José Luis Moraga-González

"Quality uncertainty and informative advertising"

JEL codes: L15, D82
Keywords: informative advertising, quality uncertainty, signaling

Abstract: We consider a single period model where a monopolist introduces a product of uncertain quality. Before pricing and informative advertising decisions take place, the producer observes the true quality of the good while consumers receive an independent signal which is correlated with the true quality of the product. We show that if informative advertising occurs in equilibrium, there must exist some pooling. Further, we prove that for an advertising full pooling equilibrium to exist, (a) consumers' valuation for the high quality, advertising cost and consumers' prior probability of high quality must be sufficiently high and (b) informativeness of the market signal must be sufficiently low. Existence of an advertising semi-separating equilibrium requires similar conditions. When informative advertising appears in equilibrium, the adverse selection problem is partially mitigated.

Tore Nilssen

"Consumer Lock-In with Asymmetric Information"

JEL codes: D82; G22; L14
Keywords: Asymmetric information; Insurance market; Short-term contracts; Consumer lock-in.

Abstract: A two-period version of the Rothschild-Stiglitz (QJE, 1976) model of competitive screening in an insurance market is presented. Its features include: repeat purchase of insurance among consumer; no commitment among insurers or consumers; asymmetric information among insurers about a consumerīs accident history; and state-contingent contracts. An equilibrium may exist in this model with full pooling in period one and consumer lock-in in period two. In such an equilibrium, high-risk consumers are experience-rated and firms earn negative profits in period one and positive profits in period two.

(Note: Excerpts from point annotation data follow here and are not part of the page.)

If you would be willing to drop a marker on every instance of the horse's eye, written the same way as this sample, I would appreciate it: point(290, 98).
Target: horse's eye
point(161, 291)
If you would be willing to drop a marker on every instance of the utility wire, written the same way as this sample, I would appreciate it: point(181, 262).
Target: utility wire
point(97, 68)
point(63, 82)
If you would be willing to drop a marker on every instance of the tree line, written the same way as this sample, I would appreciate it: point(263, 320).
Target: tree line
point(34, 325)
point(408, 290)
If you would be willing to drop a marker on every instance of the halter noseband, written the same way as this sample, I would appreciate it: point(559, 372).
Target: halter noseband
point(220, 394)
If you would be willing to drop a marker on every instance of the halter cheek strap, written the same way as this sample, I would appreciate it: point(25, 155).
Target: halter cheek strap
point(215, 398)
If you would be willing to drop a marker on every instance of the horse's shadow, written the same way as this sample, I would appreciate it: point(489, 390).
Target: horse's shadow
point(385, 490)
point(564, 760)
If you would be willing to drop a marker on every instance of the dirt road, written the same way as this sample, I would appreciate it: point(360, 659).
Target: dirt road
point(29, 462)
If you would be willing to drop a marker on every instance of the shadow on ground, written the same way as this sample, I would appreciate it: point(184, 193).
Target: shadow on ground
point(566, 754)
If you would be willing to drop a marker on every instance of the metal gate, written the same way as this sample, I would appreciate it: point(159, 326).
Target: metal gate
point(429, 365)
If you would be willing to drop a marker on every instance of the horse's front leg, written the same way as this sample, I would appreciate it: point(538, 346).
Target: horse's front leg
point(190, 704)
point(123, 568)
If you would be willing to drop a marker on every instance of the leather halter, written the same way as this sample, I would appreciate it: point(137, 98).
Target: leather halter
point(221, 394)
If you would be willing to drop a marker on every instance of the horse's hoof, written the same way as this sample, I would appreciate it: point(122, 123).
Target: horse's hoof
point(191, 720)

Claudio Mezzetti and Theofanis Tsoulouhas

"Gathering information before signing a contract with a privately informed principal"

JEL codes:
Keywords: information gathering, contracts, asymmetric information

Abstract: We show that precontractual gathering of information by the uninformed party in a transaction benefits the favorable types of the informed party by allowing them to separate from the unfavorable types. Complete separation of types can only occur if the informed party detects an unfavorable type. Paradoxically, the uninformed party would benefit if the informed party were constrained to make a take-it-or-leave-it offer.